Pour ceux qui ne sont pas prêts à tenter le plongeron dans l’eau froide, proposer des gammes ou des collaborations inspirées du bien-être peuvent être plus acceptables. L’an dernier, Célinepropriété de LVMH, a lancé une collection de pilates, comprenant un kettlebell recouvert de cuir à 3.000 dollars, soit plus de 2.500 euros. Une autre option consiste à travailler sur l’élégance accumulée des bijoux technologiques, compte tenu de la popularité à la fois des objets de suivi de santé et des bijoux haut de gamme. Si les maillots de bain ont traditionnellement mis l’accent sur le style incontournable à exhiber sur les plages d’Ibiza, des modèles plus fonctionnels mais toujours tendance — maillots, combinaisons ou peignoirs thermiques — ont un potentiel réel. La ligne sportive Linea Rossa de Prada pourrait, par exemple, jouer un rôle de leader dans ce domaine.
Par ailleurs, les marques de luxe pourraient s’aligner sur le bien-être dans leur marketing, en nous invitant à faire une pause dans nos vies trépidantes pour respirer et ressentir de la joie, suggère Erwan Rambourg, analyste chez HSBC Holdings Plc. La boutique en forme de paquebot de luxe de Louis Vuitton à Shanghai est axée sur le voyage physique ; le prochain “Le Louis” pourrait-il s’intéresser au voyage intérieur ?
Avec la consommation croissante de compléments alimentaires favorisant la perte de poids, qui encourage la musculation afin de préserver la masse musculaire, Claudia D’Arpizio, qui dirige la pratique mondiale mode et luxe chez Bain & Co., prévoit des coupes plus équilibrées et des pièces sans manches qui mettent en valeur les soutiens-gorge toniques. Est-ce une coïncidence si les premiers semblent de Demna Gvasalia pour Gucci comprenait des silhouettes fines ?

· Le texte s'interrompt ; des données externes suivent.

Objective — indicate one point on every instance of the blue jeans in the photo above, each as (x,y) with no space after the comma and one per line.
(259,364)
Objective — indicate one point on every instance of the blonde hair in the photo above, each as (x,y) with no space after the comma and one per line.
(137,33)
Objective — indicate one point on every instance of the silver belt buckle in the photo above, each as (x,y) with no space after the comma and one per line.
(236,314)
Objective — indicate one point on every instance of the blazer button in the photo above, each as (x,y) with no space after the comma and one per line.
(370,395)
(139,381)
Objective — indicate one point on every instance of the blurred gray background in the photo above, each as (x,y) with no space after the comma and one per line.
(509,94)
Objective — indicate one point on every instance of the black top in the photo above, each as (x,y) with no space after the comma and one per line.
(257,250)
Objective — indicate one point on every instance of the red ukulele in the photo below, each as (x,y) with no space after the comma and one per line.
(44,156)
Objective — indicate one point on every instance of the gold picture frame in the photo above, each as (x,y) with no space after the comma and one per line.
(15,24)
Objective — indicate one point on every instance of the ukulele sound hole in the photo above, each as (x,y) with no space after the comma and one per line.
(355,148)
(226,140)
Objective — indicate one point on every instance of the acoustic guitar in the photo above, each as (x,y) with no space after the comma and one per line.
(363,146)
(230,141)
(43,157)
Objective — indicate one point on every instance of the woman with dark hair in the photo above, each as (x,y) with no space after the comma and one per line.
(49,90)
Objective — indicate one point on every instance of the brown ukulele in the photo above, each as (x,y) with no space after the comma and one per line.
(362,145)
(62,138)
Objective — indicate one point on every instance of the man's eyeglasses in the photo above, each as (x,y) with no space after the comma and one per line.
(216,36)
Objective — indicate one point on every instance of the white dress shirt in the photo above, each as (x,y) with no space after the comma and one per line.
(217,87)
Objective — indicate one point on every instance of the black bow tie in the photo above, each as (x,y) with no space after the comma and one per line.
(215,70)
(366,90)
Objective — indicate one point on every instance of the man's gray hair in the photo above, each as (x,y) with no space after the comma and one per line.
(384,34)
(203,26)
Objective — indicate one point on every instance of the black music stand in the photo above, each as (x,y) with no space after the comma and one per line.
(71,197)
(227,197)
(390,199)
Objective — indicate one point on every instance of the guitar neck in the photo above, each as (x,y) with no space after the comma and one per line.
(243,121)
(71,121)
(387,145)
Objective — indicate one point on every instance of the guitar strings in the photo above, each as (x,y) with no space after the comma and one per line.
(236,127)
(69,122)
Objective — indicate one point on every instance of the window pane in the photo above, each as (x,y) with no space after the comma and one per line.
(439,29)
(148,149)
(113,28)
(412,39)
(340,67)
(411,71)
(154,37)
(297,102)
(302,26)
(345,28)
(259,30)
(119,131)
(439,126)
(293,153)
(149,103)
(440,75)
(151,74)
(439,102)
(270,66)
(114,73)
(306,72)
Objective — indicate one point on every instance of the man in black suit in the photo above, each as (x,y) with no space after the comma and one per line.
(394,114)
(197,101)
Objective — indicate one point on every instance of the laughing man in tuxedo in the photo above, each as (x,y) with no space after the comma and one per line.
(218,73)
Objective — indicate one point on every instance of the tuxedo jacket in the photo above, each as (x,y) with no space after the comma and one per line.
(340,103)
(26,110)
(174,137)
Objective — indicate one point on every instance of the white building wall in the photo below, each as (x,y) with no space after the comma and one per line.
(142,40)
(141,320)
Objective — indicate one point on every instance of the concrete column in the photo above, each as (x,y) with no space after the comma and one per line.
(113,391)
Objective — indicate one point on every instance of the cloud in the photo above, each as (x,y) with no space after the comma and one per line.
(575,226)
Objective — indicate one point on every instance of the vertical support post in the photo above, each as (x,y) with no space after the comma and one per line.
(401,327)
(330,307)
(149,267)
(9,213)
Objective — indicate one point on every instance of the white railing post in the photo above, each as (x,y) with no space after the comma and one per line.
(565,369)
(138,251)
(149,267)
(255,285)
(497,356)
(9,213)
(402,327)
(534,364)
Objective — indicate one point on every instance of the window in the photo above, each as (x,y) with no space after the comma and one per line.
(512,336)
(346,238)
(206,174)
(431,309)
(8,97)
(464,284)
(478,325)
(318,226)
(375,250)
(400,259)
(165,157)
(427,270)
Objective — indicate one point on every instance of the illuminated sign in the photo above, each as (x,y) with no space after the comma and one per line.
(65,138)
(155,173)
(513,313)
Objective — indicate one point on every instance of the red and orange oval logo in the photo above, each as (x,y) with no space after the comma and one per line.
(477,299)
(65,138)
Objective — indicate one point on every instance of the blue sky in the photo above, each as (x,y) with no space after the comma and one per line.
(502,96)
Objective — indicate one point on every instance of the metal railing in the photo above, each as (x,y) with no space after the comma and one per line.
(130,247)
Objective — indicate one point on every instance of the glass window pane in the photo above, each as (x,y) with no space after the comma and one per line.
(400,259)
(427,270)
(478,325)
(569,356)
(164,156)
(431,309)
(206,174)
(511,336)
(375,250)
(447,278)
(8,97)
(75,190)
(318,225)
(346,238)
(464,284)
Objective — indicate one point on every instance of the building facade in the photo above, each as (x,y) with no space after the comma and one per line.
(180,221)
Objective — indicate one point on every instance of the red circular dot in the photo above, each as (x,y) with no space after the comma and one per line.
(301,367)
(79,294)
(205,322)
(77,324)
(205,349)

De plus, à mesure que les ultra-riches vivent plus longtemps et mènent une vie plus active, leur demande pour des produits physiques pourrait croître. C’est lorsqu’on se sent heureux et tranquille financièrement que l’on s’accorde des petits plaisirs, glissait Mario Ortelli, directeur général du cabinet de conseil en luxe Ortelli & Co. Si l’on ajoute à cette liste le fait de bien vieillir, alors les dépenses en biens haut de gamme, qui ont tendance à culminer dans la cinqquantaine, pourraient se prolonger pendant de nombreuses années.
Du biohacking à l’ornementation des Oura Rings, le secteur du luxe pourrait bien faire de la remise en forme sa résolution pour la nouvelle année.